Our Lady of Walsingham, the Nazareth of England

Although the shrine or Our Lady of Walsingham is medieval in origin, 1997 marks the centenary of the restoration of devotional life at England's famed Marian shrine of Walsingham, Norfolk. "England's Nazareth" is a holy place held in high regard by the Christians of the country.

As popular legend has it, the shrine originated with a noble widow, Lady Richeldis, in 1061. A fifteen century manuscript records the Walsingham ballad, which explains how the noble woman wished to honor Our Lady. Mary responded by asking her to build a chapel. Mary led Richeldis "in spirit" to Nazareth to show her the place where the Archangel Gabriel had greeted her, and directed the widow to take measurements of the house so that she could build one like it at Walsingham. In this spot, the Virgin Mary explained, the people would celebrate the Annunciation, the "root of mankind's gracious redemption," and would find help in their needs.

Three times Richeldis experienced this vision and request. This confirmed her desire to have the chapel constructed, but the directions about the location were unclear to her and to the carpenters. When the carpenters could make no progress in building, Richeldis spent the night in prayer. Her supplications were answered immediately, for Our Lady herself had angels complete the construction on the site she wanted, just two hundred feet from where the workmen had labored.

Over the years, many miracles were attributed to Our Lady of Walsingham, including one in which Kind Edward I was saved from a piece of falling masonry.

Angels themselves transported the house from Palestine to Fiume

Around the fourteenth century the miraculous Holy House of Norfolk began to be upstaged by the Holy House of Loreto, Italy, near Ancona. According to another legend, the birth house of the virgin Mary in Nazareth was transported by angels from Palestine to Fiume (former Yugoslavia). Failing to attract attention and veneration, angels transported it to two more unsuccessful locations near Recanati, Italy. Finally in 1295 the Holy House was carried to Loreto, near the Adriatic Sea,. Eventually the historic basilica was erected in the fifteenth and sixteenth centuries.

As the Protestant Revolt mounted, the fervor of Marian devotion waned in England, "Our Lady's Dowry." Walsingham had been an immensely popular place of pilgrimage until this time. In 1534 the prior and canons of Walsingham signed Henry VIII's Act of Supremacy, placing them among the first to capitulate to the king's authority. In the following centuries the shrine fell into ruins and its former glory largely forgotten.

In the nineteenth century commenced the restoration of the shrine

For pilgrims traveling from London to Walsingham, the last stopping place had been a chapel about a mile away known as the "Slipper Chapel," because they left their shoes there before walking barefoot the last mile to the shrine. the small fourteenth century building was used as a barn to house animals prior to Charlotte Boyd's desire to restore it.
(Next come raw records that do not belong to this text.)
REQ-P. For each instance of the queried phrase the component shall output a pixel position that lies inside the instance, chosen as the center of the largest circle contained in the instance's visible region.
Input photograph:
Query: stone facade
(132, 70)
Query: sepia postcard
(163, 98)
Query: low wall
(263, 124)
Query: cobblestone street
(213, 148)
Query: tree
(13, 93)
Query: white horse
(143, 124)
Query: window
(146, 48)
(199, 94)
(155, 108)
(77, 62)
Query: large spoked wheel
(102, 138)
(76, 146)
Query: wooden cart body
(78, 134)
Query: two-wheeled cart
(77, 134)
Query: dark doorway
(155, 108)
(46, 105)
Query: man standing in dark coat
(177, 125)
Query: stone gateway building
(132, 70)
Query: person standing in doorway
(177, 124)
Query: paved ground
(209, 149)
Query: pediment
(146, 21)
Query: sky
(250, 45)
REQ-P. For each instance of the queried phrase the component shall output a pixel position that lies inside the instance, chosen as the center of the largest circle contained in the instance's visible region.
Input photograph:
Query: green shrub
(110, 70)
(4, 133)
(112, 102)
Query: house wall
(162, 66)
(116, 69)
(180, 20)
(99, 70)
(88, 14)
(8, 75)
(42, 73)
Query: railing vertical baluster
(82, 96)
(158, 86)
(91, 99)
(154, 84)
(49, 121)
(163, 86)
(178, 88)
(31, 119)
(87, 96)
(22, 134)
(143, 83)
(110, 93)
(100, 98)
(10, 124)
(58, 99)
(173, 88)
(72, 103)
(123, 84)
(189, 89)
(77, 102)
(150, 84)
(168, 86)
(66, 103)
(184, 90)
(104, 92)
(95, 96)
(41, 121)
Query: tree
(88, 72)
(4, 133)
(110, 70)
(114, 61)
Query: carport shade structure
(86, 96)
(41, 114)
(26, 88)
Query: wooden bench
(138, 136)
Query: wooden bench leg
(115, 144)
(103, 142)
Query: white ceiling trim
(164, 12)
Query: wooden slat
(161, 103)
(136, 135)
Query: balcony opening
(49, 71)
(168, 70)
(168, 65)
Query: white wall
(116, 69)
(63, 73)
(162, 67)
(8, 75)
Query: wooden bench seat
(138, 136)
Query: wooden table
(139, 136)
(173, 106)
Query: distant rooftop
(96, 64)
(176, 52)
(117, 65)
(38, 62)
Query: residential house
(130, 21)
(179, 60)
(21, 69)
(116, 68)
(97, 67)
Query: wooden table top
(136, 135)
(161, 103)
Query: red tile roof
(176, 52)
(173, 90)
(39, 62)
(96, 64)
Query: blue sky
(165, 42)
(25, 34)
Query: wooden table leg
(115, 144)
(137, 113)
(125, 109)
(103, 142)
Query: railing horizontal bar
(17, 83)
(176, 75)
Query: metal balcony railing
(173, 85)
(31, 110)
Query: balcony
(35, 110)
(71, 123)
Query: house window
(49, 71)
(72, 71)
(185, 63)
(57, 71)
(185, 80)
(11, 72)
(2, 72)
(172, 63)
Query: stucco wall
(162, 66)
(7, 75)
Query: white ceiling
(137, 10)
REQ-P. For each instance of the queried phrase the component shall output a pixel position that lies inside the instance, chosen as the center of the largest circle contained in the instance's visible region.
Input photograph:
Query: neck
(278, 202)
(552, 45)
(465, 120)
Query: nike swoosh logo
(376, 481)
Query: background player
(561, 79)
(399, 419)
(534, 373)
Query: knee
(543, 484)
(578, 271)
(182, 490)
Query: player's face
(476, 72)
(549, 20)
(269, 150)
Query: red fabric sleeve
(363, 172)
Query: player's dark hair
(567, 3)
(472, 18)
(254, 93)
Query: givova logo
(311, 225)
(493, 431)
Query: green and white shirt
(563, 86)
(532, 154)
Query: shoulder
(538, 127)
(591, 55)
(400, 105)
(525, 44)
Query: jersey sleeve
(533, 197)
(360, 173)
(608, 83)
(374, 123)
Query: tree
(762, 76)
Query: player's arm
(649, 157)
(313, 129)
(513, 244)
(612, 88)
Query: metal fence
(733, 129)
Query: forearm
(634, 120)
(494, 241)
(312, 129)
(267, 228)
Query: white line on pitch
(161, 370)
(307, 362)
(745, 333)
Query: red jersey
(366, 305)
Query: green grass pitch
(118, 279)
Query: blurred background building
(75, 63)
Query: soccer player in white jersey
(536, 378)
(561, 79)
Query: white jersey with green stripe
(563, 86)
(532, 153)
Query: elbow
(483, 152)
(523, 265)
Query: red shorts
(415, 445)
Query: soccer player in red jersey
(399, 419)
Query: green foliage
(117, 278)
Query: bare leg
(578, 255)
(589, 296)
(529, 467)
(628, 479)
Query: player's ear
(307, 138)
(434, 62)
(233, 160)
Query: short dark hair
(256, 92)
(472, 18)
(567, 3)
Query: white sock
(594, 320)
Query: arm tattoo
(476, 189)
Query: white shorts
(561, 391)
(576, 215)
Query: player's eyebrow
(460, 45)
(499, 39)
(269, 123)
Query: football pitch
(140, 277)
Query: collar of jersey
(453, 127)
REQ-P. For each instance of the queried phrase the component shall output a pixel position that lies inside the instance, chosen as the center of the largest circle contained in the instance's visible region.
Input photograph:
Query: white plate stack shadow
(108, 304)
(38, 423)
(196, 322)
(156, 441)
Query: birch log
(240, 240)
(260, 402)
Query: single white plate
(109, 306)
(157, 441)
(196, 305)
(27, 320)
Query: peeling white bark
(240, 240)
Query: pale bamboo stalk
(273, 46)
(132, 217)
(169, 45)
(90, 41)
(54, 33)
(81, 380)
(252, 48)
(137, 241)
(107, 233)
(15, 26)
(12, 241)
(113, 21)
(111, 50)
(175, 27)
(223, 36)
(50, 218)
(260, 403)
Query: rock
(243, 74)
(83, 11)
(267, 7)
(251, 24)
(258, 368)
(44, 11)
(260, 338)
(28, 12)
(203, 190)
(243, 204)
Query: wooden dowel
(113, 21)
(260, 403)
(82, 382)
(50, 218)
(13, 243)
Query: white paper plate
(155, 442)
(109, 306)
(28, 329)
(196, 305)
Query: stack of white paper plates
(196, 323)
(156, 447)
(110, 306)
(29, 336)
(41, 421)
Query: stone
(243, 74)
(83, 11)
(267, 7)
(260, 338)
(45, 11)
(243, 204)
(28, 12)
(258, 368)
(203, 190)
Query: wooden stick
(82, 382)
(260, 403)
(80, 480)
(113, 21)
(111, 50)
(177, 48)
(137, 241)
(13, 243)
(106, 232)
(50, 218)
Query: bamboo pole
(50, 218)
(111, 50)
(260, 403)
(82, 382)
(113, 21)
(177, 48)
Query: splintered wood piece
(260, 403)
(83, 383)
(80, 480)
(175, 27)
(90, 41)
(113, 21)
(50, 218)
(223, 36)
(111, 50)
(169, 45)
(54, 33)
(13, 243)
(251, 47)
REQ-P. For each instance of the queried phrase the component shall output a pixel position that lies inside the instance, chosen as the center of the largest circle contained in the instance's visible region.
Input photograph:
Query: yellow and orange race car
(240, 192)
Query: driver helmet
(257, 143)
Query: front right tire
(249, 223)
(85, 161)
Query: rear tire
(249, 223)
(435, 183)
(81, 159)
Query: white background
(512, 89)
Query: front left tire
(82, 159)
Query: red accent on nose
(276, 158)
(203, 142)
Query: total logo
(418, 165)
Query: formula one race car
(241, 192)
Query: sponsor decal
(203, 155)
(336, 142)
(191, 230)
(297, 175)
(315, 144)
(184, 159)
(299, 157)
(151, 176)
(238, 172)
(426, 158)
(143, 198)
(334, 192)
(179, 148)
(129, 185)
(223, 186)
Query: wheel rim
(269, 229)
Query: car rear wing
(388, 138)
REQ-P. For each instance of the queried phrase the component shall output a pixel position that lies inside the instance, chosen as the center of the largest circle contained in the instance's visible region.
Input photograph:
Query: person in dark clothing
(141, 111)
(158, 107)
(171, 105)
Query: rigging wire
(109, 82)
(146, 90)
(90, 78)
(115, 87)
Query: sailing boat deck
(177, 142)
Before her plan materialized, she became a Catholic, and in the 1890's bought the chapel and donated it to Downside Abbey. The Guild of Our Lady of Ransom took care of the restorations, and carved the statue of a standing Virgin and Child was given the place of honor. That statue is now in King's Lynn.

The Walsingham shrine has much to celebrate, and is busy doing it. A new window depicting the Annunciation, designed by Alfred Fisher, has been added to the Slipper Chapel. The window was donated by the Guild of Our lady of Ransom. To mark this important addition, a year of special liturgies, concerts, and drama has been inaugurated--some of it Marian, some not.

Our Lady of Walsingham is known as "The Virgin by the Sea"

The medieval ballad told that she helps mariners in distress. The Anglican pilgrim hostel displays the name Stella Maris, Star of the Sea. This is one of Mary's more ancient titles. Walsingham, just a few miles from the Norfolk coast, is a sanctuary of prayer and healing, a metaphor of salvation from storm and shipwreck, offering calm waters and safe harbor to all in trouble.

Might we again refer to England as "Our Lady's Dowry?"